Individual Oral - Boiling it down

Now you're familiar with the nature of the Individual Oral, this page is a quick guide into exactly what you need to do to prepare for the big assessment in the weeks building up to finalising and presenting your Individual Oral.

Preparing for the Oral

  1. Identify a Global Issue

  2. Identify the Work and Body of Work you wish to use to explore the Global Issue

  3. Find an extract from each of the Work and the Body of Work

  4. Prepare for the oral using the structure below:

 

Step-by-Step

  1. Identifying a Global Issue - it is imperative that you use the definitions and guidance supplied by the IB for this in the Subject Guide:

Alternatively or additionally, consider the UN Sustainable Development Goals for inspiration:

 

 

Remember that you’ll need to be able to define your Global Issue in five to ten seconds of the oral, and will have only another 30 seconds or so to explain it (i.e. explain how it is evidenced in the world, how it is transnational, has broad significance but its impact is felt in local, everyday contexts).

 
  1. Once you’ve identified your Global Issue, you must choose one of your literary works and one of your non-literary bodies of work to explore it through. Remember, this is the goal of the oral - it is how the global issue is seen in the whole work / body of work, not only through the extract (which is there to enable further exemplification). So, the selection of the work / body of work is essential. Also remember that you cannot then use that literary work or non-literary body of work for any other assessment component.

  2. Once you’ve identified the work / body of work, you must select an extract. This can be an image, a series of consecutive images (screenshots from a television series, for example), or a written extract of no more than 40 lines (including transcripts of podcasts, for example).

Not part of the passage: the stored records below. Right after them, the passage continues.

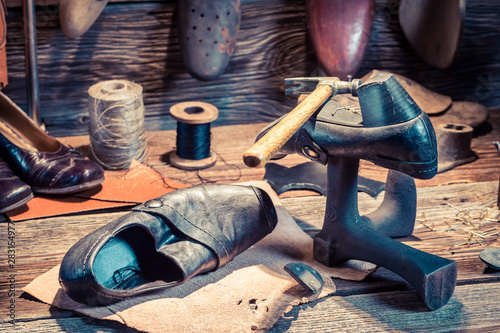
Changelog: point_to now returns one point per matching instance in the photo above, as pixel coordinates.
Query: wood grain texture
(138, 41)
(384, 302)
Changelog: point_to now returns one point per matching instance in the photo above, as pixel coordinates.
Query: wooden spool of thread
(117, 129)
(193, 135)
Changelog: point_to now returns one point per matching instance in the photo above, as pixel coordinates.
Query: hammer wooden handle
(264, 149)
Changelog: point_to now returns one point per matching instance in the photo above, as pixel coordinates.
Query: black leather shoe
(39, 159)
(14, 193)
(166, 241)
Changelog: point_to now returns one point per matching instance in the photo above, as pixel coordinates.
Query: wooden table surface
(383, 302)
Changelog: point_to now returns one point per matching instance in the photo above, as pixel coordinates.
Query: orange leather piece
(141, 183)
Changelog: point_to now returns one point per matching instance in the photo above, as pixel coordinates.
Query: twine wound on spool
(117, 129)
(193, 135)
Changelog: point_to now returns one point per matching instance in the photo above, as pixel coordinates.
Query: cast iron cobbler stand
(391, 131)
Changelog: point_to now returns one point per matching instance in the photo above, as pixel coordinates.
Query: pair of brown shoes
(33, 161)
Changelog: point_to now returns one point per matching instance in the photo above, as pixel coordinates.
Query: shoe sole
(68, 190)
(17, 204)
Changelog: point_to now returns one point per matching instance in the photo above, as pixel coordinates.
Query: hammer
(320, 89)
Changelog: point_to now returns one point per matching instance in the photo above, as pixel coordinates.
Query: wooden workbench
(383, 302)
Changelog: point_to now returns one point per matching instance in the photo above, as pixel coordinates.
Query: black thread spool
(193, 135)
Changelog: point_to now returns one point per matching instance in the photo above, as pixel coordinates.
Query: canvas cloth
(249, 294)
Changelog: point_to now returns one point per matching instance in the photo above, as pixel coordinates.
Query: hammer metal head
(307, 85)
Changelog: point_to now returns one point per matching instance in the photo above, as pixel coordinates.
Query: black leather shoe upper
(166, 241)
(39, 159)
(61, 172)
(13, 192)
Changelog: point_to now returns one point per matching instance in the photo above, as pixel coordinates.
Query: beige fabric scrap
(248, 294)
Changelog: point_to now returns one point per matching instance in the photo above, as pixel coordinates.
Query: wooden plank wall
(137, 41)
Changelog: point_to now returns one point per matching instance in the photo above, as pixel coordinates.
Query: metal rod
(30, 51)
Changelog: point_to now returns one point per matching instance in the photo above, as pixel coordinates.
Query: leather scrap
(140, 183)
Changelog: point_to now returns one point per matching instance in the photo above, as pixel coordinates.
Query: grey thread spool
(117, 130)
(192, 117)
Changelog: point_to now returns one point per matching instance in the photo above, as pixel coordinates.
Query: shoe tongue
(385, 102)
(190, 257)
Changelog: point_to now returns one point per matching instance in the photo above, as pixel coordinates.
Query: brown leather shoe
(15, 192)
(39, 159)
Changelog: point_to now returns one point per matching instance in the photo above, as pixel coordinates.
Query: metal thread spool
(193, 135)
(454, 145)
(116, 123)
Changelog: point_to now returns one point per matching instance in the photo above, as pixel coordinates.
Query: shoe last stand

This is the key part of the oral in which you must select details from the extract that also / further explore the global issue (it is not an isolated commentary of the text independent of that global issue focus), but one in which you can show your understanding and ability to analyse and evaluate features of the text type and their effects on the thematic messages (and global issue) being presented. So, make sure your extract is replete with techniques that you can quote and deconstruct.